Child and co -authors rewritten the book. Eighteen months later, despite calling the book “Culinary Art”, Hoket Mifflin’s chief editor Paul Brooks said he was still very dense and complicated, and refused to publish it. Fortunately, Child’s friend Avis Devoto connected the authors to Judy Jones to Alfred Knopf and, two years later, the book was released and was a resounding success.

Child demonstrated what Carol Dweck, Stanford, calls growth mindset. She saw the setbacks neither as permanent nor as things that revealed personal limitations. Instead, she saw them like steps on the way to success.

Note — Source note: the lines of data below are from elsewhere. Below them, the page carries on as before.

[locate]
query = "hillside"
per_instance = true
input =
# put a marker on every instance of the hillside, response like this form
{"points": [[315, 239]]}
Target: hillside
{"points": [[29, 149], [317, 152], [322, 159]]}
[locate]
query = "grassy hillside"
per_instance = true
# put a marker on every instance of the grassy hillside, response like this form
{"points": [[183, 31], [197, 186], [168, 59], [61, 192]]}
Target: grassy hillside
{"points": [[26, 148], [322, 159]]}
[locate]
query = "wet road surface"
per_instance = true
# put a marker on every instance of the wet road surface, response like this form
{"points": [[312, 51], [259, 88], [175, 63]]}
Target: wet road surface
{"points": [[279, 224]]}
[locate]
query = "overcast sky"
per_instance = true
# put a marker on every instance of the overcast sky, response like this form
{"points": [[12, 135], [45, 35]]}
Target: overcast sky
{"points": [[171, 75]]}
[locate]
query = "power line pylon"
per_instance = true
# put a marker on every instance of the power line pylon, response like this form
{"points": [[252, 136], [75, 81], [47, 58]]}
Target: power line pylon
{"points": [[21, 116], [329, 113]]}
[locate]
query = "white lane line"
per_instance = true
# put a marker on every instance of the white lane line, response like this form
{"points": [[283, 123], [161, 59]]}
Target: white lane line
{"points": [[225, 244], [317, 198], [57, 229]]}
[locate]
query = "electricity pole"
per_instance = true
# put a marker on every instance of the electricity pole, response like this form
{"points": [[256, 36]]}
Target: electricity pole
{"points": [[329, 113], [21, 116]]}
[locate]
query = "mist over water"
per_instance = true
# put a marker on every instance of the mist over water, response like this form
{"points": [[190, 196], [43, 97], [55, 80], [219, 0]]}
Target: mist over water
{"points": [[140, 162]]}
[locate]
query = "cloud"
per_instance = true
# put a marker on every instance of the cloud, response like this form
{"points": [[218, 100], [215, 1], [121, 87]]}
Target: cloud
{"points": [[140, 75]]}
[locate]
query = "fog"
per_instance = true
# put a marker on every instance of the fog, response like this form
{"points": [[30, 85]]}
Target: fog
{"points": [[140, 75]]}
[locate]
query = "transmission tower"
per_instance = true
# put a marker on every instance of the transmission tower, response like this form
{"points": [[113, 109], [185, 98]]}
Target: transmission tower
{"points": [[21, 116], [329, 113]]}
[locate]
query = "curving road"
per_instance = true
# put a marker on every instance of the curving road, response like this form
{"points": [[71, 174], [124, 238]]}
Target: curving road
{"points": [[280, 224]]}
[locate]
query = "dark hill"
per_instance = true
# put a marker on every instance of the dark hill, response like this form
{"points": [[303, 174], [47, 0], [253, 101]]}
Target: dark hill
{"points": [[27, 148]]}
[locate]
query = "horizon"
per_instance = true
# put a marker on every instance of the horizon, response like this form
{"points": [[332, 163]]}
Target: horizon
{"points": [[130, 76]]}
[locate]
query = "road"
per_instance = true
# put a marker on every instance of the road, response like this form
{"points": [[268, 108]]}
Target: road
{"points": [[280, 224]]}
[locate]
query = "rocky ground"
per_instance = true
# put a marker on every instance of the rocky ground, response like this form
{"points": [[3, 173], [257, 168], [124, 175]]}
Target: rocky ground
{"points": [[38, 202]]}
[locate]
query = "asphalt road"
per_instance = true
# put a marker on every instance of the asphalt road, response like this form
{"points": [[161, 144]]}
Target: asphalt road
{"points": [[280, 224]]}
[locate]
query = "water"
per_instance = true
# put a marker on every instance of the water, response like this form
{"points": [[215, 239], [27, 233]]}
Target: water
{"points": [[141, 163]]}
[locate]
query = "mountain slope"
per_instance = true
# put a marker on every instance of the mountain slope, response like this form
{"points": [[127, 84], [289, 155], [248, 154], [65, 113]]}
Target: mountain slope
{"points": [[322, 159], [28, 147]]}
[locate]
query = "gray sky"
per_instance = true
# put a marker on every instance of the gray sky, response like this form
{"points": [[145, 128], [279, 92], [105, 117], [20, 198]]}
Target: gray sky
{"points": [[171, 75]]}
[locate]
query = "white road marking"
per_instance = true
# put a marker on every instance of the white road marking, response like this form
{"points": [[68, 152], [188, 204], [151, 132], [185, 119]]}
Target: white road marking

“Mastering the Art of French Cooking” was just the beginning for Child. She wrote a dozen other recipe books and became a television star with her show, The French Chef. In all this, she sought to make good cooking accessible to a wider population.

“No one is born a big cook,” she wrote in her memories. “Learn by doing. This is my invariable advice for people: learn to cook-try new recipes, learn from your mistakes, and, above all, have fun!”

Child -followed behaviors are not particularly difficult. Curiosity, trial experimentation and error and willingness to persevere even in failure are common among children. It all comes down to having the right mindset.

The legendary disruptive innovative Steve Jobs put well when he said, “Everything around you you call ‘life’ was done by people who were no smarter than you. And you can change it, you can influence it, you can build your own things that other people can use. After you learn it, you will never be the same.”

In essence, great disruptive innovators are like you and you.

The musical Back to the Future had a captivating song titled “For the Dreamers” (for dreamers), who “never stop believing / a grain of sand becomes a pearl / A great idea can change the world / They can see what others don’t see / try things others wouldn’t try.”

Try a little disruptive dream. Ask questions. Look at the world through the eyes of its potential customers. Run an experiment. Try again if it doesn’t work. It sounds so modest, but these are the ingredients that change the world.

c.2025 Harvard Business Review. Distribuído pela New York Times Licensing.